我孫子の景観を育てる会 第26号 2008.4.19発行
シリーズ「我孫子らしさ」(3) 「我孫子らしさ」についての個人史的意見     田中 和夫(会員)
前々回の「景観あびこ」で高野瀬さんが問題提起された「我孫子らしさ」について、前回の富樫さんに続いて私見を述べさせていただく。

我孫子で生まれ、約20年を過ごした私にとって、原風景としてまず浮かぶのは、我孫子駅前にそびえ立っていた石橋製糸の工場と、同じく駅前にあった木造の自転車置場である。幼心に、工場の影で薄暗く、機械の音がこだまする道は恐ろしく感じられた。1970年代後半のことである。中学生の時、工場はイトーヨーカドーに姿を変えたが、その光景は不思議と脳裏に焼き付いている。ただしこれは心象風景として暗い部分に当たるのかも知れない。明るい部分は、家族や友人と一緒に思い出される、手賀沼遊歩道や数多くの坂道、利根川沿いの土手、そして母方の実家のある布佐の街並みといったところ。当たり前に過ごした日常を彩る背景のようなものであり、当時から「我孫子らしい」景観として意識していたわけではなかった。

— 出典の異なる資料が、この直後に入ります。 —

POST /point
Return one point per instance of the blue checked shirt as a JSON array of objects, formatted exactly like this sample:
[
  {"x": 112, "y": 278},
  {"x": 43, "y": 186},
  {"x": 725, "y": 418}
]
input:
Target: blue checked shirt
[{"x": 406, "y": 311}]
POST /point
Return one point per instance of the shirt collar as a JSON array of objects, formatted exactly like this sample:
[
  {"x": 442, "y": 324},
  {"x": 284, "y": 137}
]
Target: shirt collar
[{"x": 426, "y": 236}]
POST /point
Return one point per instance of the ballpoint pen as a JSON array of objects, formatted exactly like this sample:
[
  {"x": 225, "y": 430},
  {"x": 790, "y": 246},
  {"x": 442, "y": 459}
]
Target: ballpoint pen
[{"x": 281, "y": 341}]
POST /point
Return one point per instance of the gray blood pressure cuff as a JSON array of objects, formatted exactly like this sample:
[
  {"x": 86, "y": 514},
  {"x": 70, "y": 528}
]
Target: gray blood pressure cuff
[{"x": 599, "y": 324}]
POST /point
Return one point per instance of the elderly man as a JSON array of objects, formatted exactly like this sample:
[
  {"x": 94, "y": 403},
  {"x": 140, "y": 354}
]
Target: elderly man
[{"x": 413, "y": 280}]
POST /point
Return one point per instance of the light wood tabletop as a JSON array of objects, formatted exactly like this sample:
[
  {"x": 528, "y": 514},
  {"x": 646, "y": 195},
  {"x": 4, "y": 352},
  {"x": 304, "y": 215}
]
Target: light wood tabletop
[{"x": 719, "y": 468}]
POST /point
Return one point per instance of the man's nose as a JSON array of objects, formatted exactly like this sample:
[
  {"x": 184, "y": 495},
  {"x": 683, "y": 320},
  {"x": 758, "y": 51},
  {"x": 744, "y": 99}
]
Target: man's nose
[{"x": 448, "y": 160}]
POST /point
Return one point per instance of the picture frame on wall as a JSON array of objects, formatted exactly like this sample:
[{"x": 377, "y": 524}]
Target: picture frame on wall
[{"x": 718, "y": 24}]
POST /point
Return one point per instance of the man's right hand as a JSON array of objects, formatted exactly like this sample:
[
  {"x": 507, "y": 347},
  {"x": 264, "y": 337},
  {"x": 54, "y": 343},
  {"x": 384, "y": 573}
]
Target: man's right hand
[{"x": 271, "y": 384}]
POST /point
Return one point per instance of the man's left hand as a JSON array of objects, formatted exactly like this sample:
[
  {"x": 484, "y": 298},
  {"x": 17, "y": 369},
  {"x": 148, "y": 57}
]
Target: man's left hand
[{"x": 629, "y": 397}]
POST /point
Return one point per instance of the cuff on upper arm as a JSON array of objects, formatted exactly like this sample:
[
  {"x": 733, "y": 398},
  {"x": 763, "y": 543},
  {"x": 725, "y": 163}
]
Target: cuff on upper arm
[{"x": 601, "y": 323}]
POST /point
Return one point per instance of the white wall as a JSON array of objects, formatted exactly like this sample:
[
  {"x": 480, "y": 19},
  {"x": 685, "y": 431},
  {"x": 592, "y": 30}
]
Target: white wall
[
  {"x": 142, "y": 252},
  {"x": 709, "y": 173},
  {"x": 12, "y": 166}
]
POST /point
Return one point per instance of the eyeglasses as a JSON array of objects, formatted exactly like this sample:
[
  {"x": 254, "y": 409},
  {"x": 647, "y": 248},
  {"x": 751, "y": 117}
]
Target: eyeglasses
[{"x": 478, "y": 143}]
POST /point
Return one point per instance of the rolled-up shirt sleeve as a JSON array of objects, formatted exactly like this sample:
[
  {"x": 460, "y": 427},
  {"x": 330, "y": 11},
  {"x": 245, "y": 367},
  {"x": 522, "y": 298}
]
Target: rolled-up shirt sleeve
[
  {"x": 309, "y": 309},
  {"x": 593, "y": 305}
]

「我孫子らしさ」を意識するようになったのは、大学進学とともに東北で一人暮らしを始めてからである。年2、3回程度我孫子に帰郷するたびに、街並みが目まぐるしく変化し、戸惑うことが増えたからだと思う。以降、時間を見つけては、坂や森、ハケの道、そして手賀沼など、記憶の跡を辿るべく、自転車で巡るようになった。

近年の開発は小奇麗にまとめられ過ぎていて、どこの駅を降りても同じような駅前広場とコンビニ、そしてショッピングセンターが立ち並ぶ様は、訪れた時の新鮮な気分さえも奪ってしまう。最近はそれらにマンションが加わり、いよいよ地域性は稀有のものとなってきた感がある。ここ数年の我孫子の開発も、残念ながら例外ではない。
良好な住環境を作ることに異論はないが、手法として、大規模な開発による整備ではなく、それこそ「我孫子らしい」、新旧混在のまちづくり手法があるはずだと期待していた。かつて我孫子駅北口にあったダイエーが姿を消した時の衝撃は大きかったが、それを上回る規模で、要塞のようにマンションが立ち並ぶ姿は、我孫子ってこんな街だったかと、新たな衝撃をもたらした。

最近、私の実家のある地区でも、高層マンション建設計画が出たことを知った。小さい頃からの遊び場だった、通称「みどり池」を含む緑地帯が埋め立てられ、整地されてしまうというのは、従来の発想では考えられないことだった。土地の歴史を無視した乱開発は、後世へ大きな負債をもたらす。

街の発展と、歴史的風土・文化的資源の維持保全は、対立概念として捉えるものではない。新旧混在の文化を育てていくことが、よりよい我孫子を創出することに繋がっていくのだと思う。

職場の同僚に、我孫子に終の棲家を探し求めている方がいる。二人で我孫子話に花を咲かせていると、かつて過ごした思い出の地としての我孫子を話している自分がいる。我孫子を離れて7年目を迎えるが、私の原点であるという意識は常に持っている。

今回は「我孫子らしさ」という概念に対し、心象風景的な面からのアプローチを試みたが、曖昧なまま終わってしまった。今後、「我孫子らしさ」について自信を持って紹介出来るよう、当会の活動を通して皆さんと一緒に考えていきたいと思う。